Les conditionnalités cléricales se clarifient encore mieux lorsque Nshole les résume sous une expression empruntée à Lamuka aile Fayulu : la dépolitisation de la CENI (sans le consentement des acteurs politiques congolais !).
Il s’agit plus précisément du «renforcement de l’indépendance des membres du bureau de la CENI ainsi que la désignation des personnes apolitiques dans l’administration de la CENI». Notamment, le secrétariat exécutif national, les secrétariats exécutifs provinciaux et les antennes locales, selon les évêques catholiques, qui dévoilent ainsi leur ambition de faire main basse sur le processus électoral. Carrément.

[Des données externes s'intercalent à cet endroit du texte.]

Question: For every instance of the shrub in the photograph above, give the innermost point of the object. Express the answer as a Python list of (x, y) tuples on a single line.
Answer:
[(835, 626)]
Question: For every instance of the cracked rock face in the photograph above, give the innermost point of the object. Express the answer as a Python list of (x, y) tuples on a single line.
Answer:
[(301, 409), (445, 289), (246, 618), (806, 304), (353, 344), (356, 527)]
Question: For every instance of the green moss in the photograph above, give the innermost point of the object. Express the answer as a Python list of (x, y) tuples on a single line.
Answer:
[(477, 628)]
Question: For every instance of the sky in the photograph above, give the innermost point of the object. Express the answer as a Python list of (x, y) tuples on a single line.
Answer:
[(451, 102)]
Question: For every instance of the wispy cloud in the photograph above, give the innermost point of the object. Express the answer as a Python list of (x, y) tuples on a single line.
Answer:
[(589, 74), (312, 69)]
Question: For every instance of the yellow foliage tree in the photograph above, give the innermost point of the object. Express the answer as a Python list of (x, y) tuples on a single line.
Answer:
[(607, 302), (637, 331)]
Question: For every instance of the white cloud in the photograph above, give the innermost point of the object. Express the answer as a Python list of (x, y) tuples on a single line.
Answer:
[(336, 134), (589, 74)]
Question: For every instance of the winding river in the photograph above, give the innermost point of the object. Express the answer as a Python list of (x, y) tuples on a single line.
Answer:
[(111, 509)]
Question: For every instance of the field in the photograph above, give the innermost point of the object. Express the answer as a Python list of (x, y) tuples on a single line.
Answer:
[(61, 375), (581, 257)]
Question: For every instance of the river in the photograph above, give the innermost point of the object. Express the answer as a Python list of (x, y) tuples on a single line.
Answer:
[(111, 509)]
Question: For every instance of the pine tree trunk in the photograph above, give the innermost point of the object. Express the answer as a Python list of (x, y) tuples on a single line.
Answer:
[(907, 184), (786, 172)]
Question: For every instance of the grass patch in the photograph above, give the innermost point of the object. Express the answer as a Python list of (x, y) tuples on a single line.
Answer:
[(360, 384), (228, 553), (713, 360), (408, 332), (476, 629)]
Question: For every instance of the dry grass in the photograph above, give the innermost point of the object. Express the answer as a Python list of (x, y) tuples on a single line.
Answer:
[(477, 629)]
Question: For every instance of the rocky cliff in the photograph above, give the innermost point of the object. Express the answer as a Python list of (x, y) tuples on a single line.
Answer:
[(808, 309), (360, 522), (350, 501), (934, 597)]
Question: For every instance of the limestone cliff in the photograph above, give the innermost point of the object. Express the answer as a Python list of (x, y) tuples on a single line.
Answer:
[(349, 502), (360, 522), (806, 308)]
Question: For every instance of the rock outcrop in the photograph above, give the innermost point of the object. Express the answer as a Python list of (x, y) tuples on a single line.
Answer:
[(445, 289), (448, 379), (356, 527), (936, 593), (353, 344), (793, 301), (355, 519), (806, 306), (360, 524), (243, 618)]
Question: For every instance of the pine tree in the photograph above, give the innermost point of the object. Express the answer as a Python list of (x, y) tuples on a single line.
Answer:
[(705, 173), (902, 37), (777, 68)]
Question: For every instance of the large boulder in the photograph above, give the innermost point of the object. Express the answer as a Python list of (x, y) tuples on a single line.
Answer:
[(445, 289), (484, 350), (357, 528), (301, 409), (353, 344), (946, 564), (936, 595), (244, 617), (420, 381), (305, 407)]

«Ces recommandations ont été faites dans le sens d’arriver à rassurer les uns et les autres. Si toutes les parties prenantes sont rassurées, le dossier est clos», s’était permis de trancher péremptoirement, lundi dernier, le porte-parole des évêques, relançant ainsi les hostilités en réalité.
La CENI ou rien
Certains observateurs notent, en effet, que les catholiques se préoccupent très peu de rassurer les autres. «Rien n’indique que les autres confessions religieuses, dont ils se sont bruyamment désolidarisés du reste, cèderont face à cette véritable OPA sur les centres névralgiques de la CENI que sont les secrétariats exécutifs. Surtout s’il faut en défenestrer Ronsard Malonda, le candidat des kimbanguistes voué aux pires gémonies il y a quelques mois», fait observer un politologue de l’Université de Kinshasa. Il est appuyé par ce député PPRD qui avance lui aussi qu’«il n’y a aucune raison, pour un acteur politique digne de ce nom, de faire confiance aux catholiques qui ont déjà fait preuve de parti-pris à la limite de la haute trahison en faveur de l’une ou l’autre puissance occidentale. Sans compter leurs accointances locales, bien connues de tous depuis quelques années».
Les recommandations des évêques catholiques apparaissent, de ce point de vue, comme une tentative pour récupérer par la main gauche ce qu’ils ont perdu par la main droite : la CENI. La couleuvre est difficile à avaler, même pour un païen. Surtout dans un Etat réputé laïc, où la constitution n’oblige aucun responsable politique à concéder quoi que ce soit à l’église, catholique fut-elle.